Reductions in alcohol use following medical cannabis initiation: results from a large cross-sectional survey of medical cannabis patients in Canada

 International Journal of Drug Policy“Evidence details how cannabis can influence the use of other psychoactive substances, including prescription medications, alcohol, tobacco and illicit drugs, but very little research has examined the factors associated with these changes in substance use patterns. This paper explores the self-reported use of cannabis as a substitute for alcohol among a Canadian medical cannabis patient population.

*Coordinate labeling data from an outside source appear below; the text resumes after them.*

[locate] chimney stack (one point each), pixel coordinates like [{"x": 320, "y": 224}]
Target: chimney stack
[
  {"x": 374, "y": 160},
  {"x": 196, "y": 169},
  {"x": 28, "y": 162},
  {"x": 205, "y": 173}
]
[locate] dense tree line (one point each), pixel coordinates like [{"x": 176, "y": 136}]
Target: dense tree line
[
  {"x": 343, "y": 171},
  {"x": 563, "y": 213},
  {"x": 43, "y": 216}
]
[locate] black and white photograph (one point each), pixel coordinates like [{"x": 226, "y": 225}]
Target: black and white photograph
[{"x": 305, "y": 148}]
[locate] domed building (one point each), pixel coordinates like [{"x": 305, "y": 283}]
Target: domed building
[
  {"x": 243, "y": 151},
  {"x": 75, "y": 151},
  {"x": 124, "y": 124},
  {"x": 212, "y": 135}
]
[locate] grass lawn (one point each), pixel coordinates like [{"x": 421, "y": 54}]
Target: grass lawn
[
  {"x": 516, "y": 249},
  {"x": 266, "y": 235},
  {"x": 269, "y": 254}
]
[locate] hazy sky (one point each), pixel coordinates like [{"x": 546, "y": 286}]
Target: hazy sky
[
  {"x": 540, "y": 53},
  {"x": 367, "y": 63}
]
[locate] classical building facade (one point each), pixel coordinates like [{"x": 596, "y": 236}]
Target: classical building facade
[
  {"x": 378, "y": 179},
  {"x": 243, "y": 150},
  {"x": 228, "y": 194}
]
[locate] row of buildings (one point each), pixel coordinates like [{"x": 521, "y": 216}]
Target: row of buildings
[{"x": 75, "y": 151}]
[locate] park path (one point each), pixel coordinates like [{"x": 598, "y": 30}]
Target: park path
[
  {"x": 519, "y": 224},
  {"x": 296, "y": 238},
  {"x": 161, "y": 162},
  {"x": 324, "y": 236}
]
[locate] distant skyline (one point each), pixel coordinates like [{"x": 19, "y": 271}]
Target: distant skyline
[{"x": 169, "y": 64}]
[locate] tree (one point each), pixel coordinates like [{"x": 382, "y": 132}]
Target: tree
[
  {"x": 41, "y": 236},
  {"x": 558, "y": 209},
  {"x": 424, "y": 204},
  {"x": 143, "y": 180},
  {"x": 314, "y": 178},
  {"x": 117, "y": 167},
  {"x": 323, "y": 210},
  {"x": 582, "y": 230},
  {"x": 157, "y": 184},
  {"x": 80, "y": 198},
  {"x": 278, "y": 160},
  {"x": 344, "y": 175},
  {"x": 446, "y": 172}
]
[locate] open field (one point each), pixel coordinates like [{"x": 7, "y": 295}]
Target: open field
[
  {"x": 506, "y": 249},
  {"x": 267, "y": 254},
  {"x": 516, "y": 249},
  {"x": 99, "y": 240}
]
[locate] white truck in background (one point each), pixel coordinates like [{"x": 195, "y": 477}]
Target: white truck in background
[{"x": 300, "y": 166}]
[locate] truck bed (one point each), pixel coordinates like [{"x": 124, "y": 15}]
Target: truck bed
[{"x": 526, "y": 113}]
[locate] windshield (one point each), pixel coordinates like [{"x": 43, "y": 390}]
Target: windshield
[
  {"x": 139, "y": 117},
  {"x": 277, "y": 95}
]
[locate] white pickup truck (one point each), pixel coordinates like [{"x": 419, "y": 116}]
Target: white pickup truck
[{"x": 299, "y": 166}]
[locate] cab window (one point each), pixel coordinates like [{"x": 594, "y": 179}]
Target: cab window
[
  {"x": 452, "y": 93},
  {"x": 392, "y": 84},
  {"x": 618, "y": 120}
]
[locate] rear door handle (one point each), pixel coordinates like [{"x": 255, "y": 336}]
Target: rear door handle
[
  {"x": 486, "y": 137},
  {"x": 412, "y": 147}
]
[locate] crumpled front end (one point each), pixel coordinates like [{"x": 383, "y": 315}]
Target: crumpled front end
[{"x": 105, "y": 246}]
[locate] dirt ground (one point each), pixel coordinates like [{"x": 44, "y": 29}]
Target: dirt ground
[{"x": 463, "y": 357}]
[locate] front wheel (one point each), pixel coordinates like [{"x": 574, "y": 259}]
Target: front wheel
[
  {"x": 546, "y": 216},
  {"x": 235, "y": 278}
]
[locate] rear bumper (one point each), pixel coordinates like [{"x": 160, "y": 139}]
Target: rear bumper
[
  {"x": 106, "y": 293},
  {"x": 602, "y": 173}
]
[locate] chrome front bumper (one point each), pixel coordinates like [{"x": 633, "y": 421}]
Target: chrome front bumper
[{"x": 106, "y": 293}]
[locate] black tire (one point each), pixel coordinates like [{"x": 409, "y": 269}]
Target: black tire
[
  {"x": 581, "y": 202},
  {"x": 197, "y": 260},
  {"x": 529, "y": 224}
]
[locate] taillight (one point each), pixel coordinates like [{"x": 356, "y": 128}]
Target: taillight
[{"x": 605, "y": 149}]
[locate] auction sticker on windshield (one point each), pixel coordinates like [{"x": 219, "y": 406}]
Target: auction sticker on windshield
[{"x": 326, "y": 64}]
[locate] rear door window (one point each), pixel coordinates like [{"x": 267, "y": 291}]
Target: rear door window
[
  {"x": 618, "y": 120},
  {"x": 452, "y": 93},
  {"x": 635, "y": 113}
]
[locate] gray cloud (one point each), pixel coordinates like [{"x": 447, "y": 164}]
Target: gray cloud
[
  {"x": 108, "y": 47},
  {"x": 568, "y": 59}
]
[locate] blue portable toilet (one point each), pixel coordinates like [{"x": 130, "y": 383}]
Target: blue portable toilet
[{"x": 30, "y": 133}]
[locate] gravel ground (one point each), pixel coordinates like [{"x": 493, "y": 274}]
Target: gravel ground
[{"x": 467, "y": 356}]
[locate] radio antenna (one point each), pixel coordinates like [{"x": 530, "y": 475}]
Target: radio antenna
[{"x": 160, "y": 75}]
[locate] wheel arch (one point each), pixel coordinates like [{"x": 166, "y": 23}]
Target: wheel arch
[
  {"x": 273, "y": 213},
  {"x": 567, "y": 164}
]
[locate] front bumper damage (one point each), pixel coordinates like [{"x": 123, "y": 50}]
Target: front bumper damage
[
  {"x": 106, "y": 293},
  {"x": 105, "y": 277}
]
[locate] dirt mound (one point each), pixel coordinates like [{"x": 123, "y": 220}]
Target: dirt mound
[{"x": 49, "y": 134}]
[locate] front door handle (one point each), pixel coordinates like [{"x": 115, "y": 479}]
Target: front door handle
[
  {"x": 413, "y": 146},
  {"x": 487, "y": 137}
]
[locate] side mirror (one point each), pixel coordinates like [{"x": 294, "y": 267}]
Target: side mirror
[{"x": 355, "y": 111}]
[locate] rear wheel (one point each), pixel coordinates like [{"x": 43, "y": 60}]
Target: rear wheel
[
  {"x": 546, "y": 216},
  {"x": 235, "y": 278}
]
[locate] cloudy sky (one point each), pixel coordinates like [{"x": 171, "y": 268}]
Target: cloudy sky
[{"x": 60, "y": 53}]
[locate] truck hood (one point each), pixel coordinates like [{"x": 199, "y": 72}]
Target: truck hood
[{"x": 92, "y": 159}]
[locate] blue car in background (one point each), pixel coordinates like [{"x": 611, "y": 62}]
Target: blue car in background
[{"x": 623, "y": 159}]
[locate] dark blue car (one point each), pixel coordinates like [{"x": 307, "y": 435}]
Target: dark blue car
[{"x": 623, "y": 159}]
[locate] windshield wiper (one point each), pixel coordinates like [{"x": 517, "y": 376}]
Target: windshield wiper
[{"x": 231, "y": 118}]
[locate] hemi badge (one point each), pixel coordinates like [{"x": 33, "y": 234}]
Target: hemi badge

Results: Overall, 419 (44%) participants reported decreases in alcohol usage frequency over 30 days, 323 (34%) decreased the number of standard drinks they had per week, and 76 (8%) reported no alcohol use at all in the 30 days prior to the survey. Being below 55 years of age and reporting higher rates of alcohol use in the pre-period were both associated with greater odds of reducing alcohol use, and an intention to use medical cannabis to reduce alcohol consumption was associated with significantly greater odds of both reducing and ceasing alcohol use altogether.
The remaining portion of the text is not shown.